APOPTOSIS IN ACUTE LUNG INJURY

急性肺损伤中的细胞凋亡

基本信息

批准号：
10470322
负责人：
HASHIMOTO Satoru
金额：
$ 5.06万
依托单位：
KYOTO PREFECTURAL UNIVERSITY OF MEDICINE
依托单位国家：
日本
项目类别：
Grant-in-Aid for Scientific Research (B).
财政年份：
1998
资助国家：
日本
起止时间：
1998 至 2000
项目状态：
已结题

来源：
https://kaken.nii.ac.jp/en/grant/KAKENHI-PROJECT-10470322/
关键词：
Acute lung injury Apoptosis ARDS Fas FasL

项目摘要

Accumulation and activation of inflammatory cells in the lung characterize the acute respiratory distress syndrome (ARDS). However, the precise mechanism for lung epithelial and endothelial cell damage remains unknown. Based on evidence that rapid apoptosis caused by CD8^+ cytolytic T cells can induce pathological cell death, we hypothesized that this mechanism may also participate in the acute lung injury. To determizae the possible contribution of apoptosis in the pathogenesis of acute lung injury (ALI), we investigated Fas antigen (Fas), Fas ligand (FasL), perforin, granzyme A, and granzyme B expressions in septic ARDS patients, and in a murine model of ALI after intratracheal instillation of Escherichia coli lipopolysaccharide (LPS) into the left lung.
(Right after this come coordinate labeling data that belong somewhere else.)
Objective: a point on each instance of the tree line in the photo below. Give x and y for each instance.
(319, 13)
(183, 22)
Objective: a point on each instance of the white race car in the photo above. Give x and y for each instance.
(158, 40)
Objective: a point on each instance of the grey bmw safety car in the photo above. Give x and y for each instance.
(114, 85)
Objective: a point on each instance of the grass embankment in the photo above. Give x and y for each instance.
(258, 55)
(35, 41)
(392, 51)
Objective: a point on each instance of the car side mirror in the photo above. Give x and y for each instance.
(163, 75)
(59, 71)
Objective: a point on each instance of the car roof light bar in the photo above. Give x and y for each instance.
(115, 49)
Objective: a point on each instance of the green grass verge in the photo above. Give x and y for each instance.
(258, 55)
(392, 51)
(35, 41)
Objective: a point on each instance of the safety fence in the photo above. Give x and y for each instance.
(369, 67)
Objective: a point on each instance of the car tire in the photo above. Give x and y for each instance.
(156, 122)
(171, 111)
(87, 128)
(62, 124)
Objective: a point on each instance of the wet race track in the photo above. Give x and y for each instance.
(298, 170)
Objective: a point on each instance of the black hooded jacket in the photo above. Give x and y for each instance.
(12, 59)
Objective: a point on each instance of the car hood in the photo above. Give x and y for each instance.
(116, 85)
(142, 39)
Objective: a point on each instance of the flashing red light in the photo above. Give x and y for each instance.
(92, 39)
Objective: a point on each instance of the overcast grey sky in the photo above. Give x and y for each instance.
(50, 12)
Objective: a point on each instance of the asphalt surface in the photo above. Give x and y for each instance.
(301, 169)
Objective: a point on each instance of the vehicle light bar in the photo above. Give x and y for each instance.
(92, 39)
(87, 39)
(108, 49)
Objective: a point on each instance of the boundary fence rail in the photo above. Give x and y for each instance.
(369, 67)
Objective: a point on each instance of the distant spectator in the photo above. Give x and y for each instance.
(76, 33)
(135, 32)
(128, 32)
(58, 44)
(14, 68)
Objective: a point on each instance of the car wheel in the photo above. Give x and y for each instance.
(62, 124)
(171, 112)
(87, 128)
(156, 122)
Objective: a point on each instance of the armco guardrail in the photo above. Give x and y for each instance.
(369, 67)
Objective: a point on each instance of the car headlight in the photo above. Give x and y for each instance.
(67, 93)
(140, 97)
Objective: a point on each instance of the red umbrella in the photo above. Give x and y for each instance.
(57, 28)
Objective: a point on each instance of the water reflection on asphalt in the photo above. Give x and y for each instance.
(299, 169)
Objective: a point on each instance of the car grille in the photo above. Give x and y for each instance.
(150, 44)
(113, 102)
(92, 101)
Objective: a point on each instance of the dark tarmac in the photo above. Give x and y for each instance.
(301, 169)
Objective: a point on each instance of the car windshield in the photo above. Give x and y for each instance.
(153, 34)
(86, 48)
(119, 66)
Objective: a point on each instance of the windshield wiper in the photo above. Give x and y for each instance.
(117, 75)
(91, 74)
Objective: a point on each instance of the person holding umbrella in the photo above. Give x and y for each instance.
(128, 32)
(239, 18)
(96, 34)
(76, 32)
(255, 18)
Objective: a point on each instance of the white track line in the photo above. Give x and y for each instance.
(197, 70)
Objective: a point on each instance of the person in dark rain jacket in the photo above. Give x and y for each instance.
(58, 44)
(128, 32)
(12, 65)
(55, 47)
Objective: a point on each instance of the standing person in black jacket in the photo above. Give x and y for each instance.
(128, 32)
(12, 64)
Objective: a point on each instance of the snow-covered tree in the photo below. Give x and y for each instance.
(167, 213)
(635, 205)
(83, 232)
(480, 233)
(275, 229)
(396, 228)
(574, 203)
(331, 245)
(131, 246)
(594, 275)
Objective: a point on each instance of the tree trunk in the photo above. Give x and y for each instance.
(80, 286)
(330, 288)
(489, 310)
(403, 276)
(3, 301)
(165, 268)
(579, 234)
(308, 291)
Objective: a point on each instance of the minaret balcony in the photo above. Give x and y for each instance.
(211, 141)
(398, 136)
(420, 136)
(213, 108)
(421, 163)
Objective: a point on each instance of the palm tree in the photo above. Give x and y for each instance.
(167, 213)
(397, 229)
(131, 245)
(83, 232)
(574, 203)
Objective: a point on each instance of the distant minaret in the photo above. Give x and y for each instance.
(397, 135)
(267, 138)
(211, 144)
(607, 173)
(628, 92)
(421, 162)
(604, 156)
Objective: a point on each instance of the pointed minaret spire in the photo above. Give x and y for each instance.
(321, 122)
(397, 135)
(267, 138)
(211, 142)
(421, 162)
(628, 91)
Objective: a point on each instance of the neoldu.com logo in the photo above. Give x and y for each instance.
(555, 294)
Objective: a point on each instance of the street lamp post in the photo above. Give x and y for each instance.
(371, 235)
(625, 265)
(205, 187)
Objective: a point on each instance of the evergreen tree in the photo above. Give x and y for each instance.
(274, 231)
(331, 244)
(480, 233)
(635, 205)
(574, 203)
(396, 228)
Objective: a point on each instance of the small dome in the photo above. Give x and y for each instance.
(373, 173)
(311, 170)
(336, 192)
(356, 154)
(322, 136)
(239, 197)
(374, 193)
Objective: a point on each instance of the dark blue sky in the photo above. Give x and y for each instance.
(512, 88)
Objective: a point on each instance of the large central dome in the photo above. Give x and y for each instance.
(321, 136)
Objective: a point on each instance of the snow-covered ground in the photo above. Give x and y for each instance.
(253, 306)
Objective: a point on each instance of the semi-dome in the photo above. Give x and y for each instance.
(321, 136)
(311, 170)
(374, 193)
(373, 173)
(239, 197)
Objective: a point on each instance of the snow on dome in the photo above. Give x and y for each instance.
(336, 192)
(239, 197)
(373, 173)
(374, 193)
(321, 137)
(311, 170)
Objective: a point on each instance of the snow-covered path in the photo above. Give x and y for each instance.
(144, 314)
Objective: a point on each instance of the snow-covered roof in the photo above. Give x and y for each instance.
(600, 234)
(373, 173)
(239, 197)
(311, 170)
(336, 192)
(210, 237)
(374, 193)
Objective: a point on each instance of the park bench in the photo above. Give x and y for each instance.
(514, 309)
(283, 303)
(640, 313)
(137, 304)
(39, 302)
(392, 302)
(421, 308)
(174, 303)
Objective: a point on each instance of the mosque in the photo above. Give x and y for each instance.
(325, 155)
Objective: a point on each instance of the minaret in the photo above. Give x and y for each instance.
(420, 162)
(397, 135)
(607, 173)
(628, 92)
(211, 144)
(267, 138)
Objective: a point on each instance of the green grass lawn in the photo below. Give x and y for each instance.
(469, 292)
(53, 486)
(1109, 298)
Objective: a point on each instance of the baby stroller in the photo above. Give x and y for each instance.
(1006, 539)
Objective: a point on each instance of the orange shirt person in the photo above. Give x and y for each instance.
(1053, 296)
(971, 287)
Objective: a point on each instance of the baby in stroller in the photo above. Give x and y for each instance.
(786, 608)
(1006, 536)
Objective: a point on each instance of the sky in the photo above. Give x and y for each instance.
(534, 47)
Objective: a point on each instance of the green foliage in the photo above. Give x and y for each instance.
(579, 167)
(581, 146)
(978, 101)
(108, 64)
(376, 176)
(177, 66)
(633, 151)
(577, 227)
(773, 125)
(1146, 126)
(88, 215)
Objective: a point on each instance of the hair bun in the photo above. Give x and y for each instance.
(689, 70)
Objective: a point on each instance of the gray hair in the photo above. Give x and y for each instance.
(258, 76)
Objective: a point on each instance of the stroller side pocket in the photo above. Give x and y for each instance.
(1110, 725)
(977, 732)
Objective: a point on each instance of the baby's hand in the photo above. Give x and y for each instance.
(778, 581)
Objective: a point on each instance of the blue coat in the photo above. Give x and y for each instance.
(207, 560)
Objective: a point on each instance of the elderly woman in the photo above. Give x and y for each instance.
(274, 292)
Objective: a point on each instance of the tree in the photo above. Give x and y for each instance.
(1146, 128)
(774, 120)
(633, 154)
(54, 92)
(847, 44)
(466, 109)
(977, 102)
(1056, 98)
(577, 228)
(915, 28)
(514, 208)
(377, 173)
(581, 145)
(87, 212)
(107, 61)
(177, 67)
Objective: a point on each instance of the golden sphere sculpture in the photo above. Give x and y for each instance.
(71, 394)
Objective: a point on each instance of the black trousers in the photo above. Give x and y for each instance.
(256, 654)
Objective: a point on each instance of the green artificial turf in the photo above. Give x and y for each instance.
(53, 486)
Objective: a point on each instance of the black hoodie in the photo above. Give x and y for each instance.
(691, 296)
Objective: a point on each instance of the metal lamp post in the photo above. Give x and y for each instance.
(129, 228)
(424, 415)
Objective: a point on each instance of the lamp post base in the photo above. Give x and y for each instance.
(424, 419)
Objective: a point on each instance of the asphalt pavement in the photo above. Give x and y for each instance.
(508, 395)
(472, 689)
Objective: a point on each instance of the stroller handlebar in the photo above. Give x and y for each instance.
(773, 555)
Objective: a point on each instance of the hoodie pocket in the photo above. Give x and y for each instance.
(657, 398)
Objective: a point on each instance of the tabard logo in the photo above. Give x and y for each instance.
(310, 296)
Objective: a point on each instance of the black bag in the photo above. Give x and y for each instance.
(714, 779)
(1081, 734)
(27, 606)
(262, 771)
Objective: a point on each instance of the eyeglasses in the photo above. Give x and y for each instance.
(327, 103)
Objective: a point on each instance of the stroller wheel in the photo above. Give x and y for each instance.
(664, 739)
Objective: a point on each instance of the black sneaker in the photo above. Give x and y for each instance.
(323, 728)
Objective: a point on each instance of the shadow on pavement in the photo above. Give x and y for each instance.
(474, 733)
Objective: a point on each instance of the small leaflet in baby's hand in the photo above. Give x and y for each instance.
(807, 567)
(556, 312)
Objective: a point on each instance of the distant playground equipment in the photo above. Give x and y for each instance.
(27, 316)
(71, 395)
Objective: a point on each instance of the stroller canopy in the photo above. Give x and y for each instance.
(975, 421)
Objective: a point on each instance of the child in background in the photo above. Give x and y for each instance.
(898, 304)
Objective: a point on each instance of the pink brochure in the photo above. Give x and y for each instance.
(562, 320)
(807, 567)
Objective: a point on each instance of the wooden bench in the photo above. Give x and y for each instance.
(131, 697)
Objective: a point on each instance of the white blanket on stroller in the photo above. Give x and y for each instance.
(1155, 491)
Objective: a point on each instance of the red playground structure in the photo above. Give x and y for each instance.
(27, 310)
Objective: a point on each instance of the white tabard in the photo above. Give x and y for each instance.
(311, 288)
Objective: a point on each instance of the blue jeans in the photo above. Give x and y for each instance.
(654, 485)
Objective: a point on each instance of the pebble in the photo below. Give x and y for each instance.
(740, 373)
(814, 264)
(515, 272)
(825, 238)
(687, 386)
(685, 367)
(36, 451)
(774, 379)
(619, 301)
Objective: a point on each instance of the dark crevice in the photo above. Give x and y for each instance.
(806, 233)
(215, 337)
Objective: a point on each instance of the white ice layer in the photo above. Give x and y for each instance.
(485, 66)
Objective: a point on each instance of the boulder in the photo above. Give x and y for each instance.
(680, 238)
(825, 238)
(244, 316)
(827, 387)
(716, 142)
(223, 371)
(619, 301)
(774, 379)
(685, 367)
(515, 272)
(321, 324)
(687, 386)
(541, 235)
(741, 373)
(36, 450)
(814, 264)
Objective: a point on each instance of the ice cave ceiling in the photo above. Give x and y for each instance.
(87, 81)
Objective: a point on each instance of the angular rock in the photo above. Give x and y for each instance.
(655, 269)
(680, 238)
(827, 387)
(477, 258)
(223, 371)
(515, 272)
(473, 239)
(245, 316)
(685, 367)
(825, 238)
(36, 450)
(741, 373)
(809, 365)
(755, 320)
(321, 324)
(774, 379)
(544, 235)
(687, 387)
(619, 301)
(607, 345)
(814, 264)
Quantitative PCR analysis revealed that the mRNAs for several apoptosis molecules were highly upregulated in the acute phase of ARDS following sepsis. The level of soluble FasL in the BALF increased only in the acute ARDS patients. W … More hile, in a murine LPS model, expressions of the pro-apoptosis molecules' mRNA were dose-dependently upregulated, with maximal expression in the early phase in the instilled lung and most apparent one day after LPS-instillation. Negligible mRNA expression of pro-apoptosis molecules was observed in non-instilled lungs. The terminal deoxynucleotidyl-transferase mediated dUTP biotin nick end labeling (TUNEL) demonstrated positive signals in neutrophils and macrophages as well as in alveolar wall cells of the instilled lung one day after the LPS-instillation. Immunohistochemistry demonstrated that Fas was upregulated in alveolar and inflammatory cells and FasL-positive inflammatory cells migrated into the air spaces in the LPS-instilled lung. Intratracheal administration of P2 antibody, which is an anti-Fas blocking antibody, attenuated the lung injury after 30 μg LPS-instillation without attenuating mRNA expressions of pro-apoptosis molecules and neutrophil accumulation in the lung. These results indicate that Fas/FasL system could be important in the pathogenesis of ALI, and proper regulation of FasL/Fas system might be important for potential ARDS treatment. Less

肺部炎症细胞的积累和激活是急性呼吸窘迫综合征 (ARDS) 的特征，然而，基于 CD8^+ 溶细胞 T 细胞引起的快速细胞凋亡的确切机制仍不清楚。病理性细胞死亡，我们发现这种机制也可能参与急性肺损伤。为了确定细胞凋亡在急性肺损伤（ALI）发病机制中的可能作用，我们研究了 Fas 抗原（Fas），脓毒症 ARDS 患者以及左肺气管内滴注大肠杆菌脂多糖 (LPS) 后的 ALI 小鼠模型中 Fas 配体 (FasL)、穿孔素、颗粒酶 A 和颗粒酶 B 的表达定量 PCR 分析显示，脓毒症后 ARDS 的急性期，多种凋亡分子高度上调 BALF 中可溶性 FasL 水平。仅在急性 ARDS 患者中增加，而在小鼠 LPS 模型中，促凋亡分子 mRNA 的表达呈剂量依赖性上调，在注入肺的早期阶段表达量最大，一天最明显。在未滴注的肺中观察到LPS滴注后，末端脱氧核苷酸转移酶介导的dUTP生物素的mRNA表达可忽略不计。 LPS 滴注一天后，切口末端标记 (TUNEL) 显示中性粒细胞和巨噬细胞以及注入肺的肺泡壁细胞中出现阳性信号。免疫组织化学显示肺泡和炎症细胞中的 Fas 上调，并且 FasL 阳性炎症细胞迁移。气管内注射 P2 抗体，这是一种抗 Fas 阻断抗体， 30 μg LPS 滴注后减轻了肺损伤，但不减弱促凋亡分子的 mRNA 表达和肺中中性粒细胞的积累。这些结果表明 Fas/FasL 系统在 ALI 的发病机制以及 FasL/Fas 的适当调节中可能很重要。系统对于潜在的 ARDS 治疗可能很重要。